The telephone chip protocol
Data transmission is illustrated here using a phone card containing an Infineon SLE4403 chip as an example. The memory in this IC is bit-oriented, which means that all operations are carried out on individual bits. Other types of chips may have protocols that differ from the protocol described here. However, the basic data transmission principles are the same for all synchronous cards. Data are transmitted using three leads. The bidirectional data lead is used by both the card and the terminal to exchange single-bit data. The clock lead transmits the clock generated by the terminal to the card. This clock provides the reference for the synchronous data transmission. The third connection needed for the data transmission is the control lead. It determines what the chip actually does, based on the states of the other two leads. In principle, complete control of a memory card requires the chip’s logic circuitry to decode four different functions. These are read, write, clear memory and increment the address pointer.
A memory card has a global memory pointer that can be used to address all memory regions bit by bit. If the pointer reaches the upper memory boundary, it rolls over to zero. With a bit-oriented chip design, it then points to the first bit in memory. One of the functions of synchronous data transmission is to reset this pointer to an initial value, which is normally zero. The next function is to read data from the memory. The other two functions are writing and erasing EEPROM bits. Erasing EEPROM bits, which would allow them to be rewritten, is of course blocked in phone cards, since otherwise the cards could be reloaded.
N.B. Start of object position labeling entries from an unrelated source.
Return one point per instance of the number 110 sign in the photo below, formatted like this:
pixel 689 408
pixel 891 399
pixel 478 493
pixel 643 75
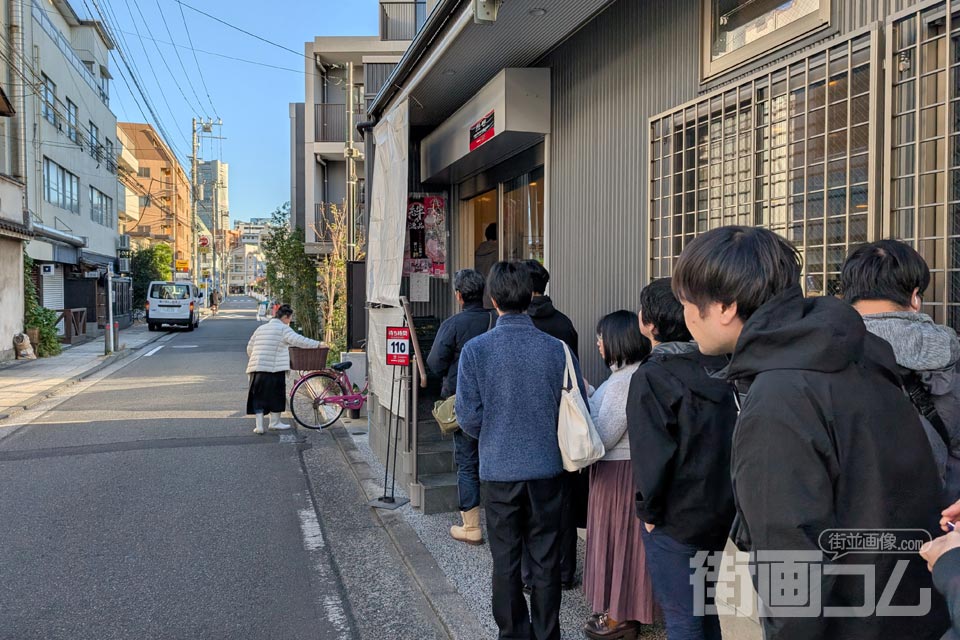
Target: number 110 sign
pixel 398 346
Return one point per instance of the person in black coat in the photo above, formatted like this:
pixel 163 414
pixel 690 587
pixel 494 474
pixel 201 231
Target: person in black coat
pixel 443 360
pixel 544 315
pixel 825 440
pixel 680 419
pixel 576 484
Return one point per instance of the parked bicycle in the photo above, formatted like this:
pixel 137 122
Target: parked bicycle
pixel 318 398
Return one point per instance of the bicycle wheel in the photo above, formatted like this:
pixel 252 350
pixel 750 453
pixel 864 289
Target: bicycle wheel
pixel 307 400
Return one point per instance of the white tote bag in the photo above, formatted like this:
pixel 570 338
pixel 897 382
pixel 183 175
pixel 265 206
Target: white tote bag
pixel 580 444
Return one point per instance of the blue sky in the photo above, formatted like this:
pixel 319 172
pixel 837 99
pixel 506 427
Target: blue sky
pixel 252 100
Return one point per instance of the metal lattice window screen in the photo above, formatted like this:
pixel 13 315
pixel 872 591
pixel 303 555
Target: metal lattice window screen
pixel 788 150
pixel 924 148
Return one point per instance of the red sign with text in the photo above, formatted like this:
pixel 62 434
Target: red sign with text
pixel 482 131
pixel 398 346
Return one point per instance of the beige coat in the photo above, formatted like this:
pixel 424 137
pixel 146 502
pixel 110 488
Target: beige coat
pixel 269 344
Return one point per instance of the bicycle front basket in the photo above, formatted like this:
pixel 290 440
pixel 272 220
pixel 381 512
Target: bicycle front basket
pixel 308 359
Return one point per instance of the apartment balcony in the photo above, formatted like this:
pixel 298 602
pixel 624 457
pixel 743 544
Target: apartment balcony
pixel 401 20
pixel 330 122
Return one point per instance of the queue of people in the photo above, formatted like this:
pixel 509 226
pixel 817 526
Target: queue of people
pixel 735 409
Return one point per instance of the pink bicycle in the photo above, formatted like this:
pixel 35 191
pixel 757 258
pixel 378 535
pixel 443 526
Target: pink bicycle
pixel 318 398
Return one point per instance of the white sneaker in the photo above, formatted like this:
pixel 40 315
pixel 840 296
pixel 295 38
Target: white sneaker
pixel 275 424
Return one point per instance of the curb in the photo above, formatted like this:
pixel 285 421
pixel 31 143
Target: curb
pixel 36 399
pixel 457 619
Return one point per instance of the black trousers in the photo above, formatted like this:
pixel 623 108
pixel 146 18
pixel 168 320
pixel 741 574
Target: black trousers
pixel 574 515
pixel 527 515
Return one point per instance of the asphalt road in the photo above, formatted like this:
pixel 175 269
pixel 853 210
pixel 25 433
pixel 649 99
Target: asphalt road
pixel 145 507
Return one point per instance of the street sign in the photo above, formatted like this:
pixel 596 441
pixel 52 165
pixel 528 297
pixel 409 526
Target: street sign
pixel 398 346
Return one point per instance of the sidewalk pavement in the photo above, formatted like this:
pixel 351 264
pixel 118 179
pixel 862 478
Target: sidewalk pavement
pixel 25 383
pixel 454 577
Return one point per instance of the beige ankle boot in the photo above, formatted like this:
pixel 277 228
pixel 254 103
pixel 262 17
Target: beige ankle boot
pixel 470 532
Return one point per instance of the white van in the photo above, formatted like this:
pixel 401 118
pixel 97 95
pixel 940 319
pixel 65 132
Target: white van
pixel 173 303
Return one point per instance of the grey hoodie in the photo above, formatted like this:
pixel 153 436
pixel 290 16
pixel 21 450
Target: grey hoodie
pixel 921 345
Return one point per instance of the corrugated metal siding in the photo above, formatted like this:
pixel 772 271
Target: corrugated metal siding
pixel 853 14
pixel 608 80
pixel 375 74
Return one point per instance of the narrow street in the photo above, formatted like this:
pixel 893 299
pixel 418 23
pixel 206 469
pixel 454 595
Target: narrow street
pixel 145 507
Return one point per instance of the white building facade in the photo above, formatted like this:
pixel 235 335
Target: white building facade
pixel 343 73
pixel 71 156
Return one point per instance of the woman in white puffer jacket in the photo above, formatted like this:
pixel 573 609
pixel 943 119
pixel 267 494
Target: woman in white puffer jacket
pixel 269 362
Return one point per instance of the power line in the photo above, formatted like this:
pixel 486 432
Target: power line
pixel 153 72
pixel 177 52
pixel 221 55
pixel 199 68
pixel 133 76
pixel 163 58
pixel 241 30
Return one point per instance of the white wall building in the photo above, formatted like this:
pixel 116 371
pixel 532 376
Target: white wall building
pixel 213 177
pixel 15 228
pixel 71 161
pixel 247 263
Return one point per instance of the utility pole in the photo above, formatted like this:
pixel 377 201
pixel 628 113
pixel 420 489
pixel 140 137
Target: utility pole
pixel 193 202
pixel 351 152
pixel 216 226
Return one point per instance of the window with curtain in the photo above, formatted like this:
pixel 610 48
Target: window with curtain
pixel 523 217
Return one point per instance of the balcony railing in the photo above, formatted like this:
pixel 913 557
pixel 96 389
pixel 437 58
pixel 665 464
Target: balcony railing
pixel 401 20
pixel 40 15
pixel 331 122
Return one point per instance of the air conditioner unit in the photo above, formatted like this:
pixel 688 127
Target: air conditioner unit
pixel 485 11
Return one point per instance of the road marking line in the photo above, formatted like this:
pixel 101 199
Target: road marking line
pixel 310 529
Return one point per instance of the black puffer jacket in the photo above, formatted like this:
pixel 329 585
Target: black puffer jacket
pixel 444 356
pixel 553 323
pixel 681 421
pixel 827 440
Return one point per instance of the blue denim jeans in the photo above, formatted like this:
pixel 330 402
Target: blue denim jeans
pixel 668 563
pixel 467 456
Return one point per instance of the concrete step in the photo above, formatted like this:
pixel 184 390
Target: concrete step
pixel 435 456
pixel 439 493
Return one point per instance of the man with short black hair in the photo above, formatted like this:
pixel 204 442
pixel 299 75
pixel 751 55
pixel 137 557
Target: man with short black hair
pixel 885 282
pixel 576 484
pixel 508 397
pixel 486 255
pixel 545 316
pixel 681 421
pixel 825 440
pixel 444 359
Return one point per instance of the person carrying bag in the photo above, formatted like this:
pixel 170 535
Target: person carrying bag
pixel 580 444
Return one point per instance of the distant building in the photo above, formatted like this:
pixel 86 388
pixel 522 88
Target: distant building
pixel 213 180
pixel 162 211
pixel 343 74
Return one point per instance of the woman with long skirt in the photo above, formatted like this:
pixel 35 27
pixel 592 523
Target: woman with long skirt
pixel 615 579
pixel 269 353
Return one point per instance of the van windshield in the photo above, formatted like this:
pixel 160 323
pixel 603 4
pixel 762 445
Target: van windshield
pixel 170 291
Resetting the address pointer
The address pointer is reset to its initial value of zero by the power-up logic of the card if the clock lead and the control lead are simultaneously at a high level. However, the control pulse must be applied for a somewhat longer interval than the clock pulse, in order to prevent the address from being immediately incremented. The address pointer should be reset to its original value after each activation sequence, since it would otherwise be pointing to an undefined address.
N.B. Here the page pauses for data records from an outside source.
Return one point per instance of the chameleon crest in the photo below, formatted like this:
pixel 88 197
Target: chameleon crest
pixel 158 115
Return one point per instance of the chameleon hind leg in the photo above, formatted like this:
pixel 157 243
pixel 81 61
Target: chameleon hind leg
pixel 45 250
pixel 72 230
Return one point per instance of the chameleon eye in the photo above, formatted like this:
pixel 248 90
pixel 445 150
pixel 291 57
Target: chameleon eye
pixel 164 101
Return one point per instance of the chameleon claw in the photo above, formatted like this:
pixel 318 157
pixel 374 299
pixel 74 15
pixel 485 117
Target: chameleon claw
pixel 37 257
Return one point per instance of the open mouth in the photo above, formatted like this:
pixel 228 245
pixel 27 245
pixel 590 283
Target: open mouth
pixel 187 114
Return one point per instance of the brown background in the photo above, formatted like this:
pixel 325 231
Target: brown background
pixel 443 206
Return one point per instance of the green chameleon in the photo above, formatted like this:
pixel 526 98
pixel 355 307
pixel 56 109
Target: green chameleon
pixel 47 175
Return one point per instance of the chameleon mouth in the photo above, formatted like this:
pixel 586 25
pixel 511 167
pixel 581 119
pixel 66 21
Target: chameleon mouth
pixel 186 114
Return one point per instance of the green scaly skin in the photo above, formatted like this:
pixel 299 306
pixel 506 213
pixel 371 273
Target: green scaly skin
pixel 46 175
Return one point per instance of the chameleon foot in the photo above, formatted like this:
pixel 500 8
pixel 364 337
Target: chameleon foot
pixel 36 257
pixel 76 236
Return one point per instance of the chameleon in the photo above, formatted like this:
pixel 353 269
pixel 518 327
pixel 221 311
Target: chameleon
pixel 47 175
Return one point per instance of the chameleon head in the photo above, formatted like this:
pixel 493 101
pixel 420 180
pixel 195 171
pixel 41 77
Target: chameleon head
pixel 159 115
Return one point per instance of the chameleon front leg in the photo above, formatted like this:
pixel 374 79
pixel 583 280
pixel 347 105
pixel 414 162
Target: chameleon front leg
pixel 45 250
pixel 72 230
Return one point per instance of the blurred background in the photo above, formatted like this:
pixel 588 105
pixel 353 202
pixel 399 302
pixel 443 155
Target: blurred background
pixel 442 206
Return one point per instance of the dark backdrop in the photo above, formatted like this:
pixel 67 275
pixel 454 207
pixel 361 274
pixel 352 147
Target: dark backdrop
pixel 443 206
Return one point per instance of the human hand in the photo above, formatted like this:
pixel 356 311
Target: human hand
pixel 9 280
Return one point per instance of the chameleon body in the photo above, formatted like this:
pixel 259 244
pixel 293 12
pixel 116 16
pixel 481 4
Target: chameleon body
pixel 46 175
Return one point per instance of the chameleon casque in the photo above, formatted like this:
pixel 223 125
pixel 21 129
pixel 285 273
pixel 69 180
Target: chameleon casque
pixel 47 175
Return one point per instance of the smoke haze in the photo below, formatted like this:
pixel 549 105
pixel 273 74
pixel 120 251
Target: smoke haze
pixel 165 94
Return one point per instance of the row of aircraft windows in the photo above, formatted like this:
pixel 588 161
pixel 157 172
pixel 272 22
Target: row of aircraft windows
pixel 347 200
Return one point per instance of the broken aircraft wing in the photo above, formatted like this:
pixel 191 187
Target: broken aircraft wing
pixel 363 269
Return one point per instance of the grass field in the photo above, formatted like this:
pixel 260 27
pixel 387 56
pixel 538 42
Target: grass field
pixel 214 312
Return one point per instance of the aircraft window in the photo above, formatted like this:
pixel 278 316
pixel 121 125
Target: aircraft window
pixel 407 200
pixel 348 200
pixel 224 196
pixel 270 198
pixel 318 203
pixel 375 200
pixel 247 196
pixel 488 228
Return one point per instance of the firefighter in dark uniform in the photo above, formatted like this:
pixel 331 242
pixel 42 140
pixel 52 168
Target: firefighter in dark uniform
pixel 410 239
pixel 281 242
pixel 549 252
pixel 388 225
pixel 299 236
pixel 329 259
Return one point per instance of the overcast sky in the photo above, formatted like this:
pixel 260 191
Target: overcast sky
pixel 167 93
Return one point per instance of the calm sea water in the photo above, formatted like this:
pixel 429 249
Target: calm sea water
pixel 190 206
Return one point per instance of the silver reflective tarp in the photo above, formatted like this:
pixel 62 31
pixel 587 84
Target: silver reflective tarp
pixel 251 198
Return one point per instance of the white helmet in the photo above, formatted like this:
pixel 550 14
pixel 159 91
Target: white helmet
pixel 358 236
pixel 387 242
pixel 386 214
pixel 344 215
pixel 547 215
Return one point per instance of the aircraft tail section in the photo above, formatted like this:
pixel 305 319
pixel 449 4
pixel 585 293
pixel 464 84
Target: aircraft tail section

Incrementing the address pointer and reading data
If there is a rising edge on the clock line while the control lead is at a low level, the internal logic of the card increments the address pointer by one. The falling edge of the clock causes the content of the address indicated by the pointer to be placed on the data lead. If the pointer reaches its maximum value, which depends on the size of the memory, it rolls over to zero and thus starts over from the beginning.

Writing to an address
If the address pointer is within a writeable EEPROM region, the value on the data lead can be written to EEPROMby applying a high level to the control lead and then pulling the clock lead low. The length of the write cycle is determined by the duration of the immediately following clock pulse. If the bit was written correctly, the content of the written memory cell appears at the data output.

Erasing bytes
Part of the EEPROMmemory in a typical phone card is always organized as a multi-place octal counter. If a byte has to be erased in this counter due to a carry to the next place, this is performed by the logic circuitry. Erasing a byte in memory is thus somewhat more complicated. The procedure is as follows: if a bit within a byte is written twice in a row, the chip’s hardware logic automatically erases the associated less significant byte. This ensures that a carry to the next higher place occurs, while the lower place is erased without allowing any opportunity for fraud. The four types of access that have been described may vary from chip to chip and also among manufacturers. Another type of data transmission, which by contrast is standardized, is represented by the I2C bus. Many of the newer memory cards use this bus for communicating with the terminal. This naturally has the advantage that different chips, made by different manufacturers, can be used together within a single system. Problems due to several different transmission protocols are thus eliminated, since all chips are mutually compatible at the transmission interface.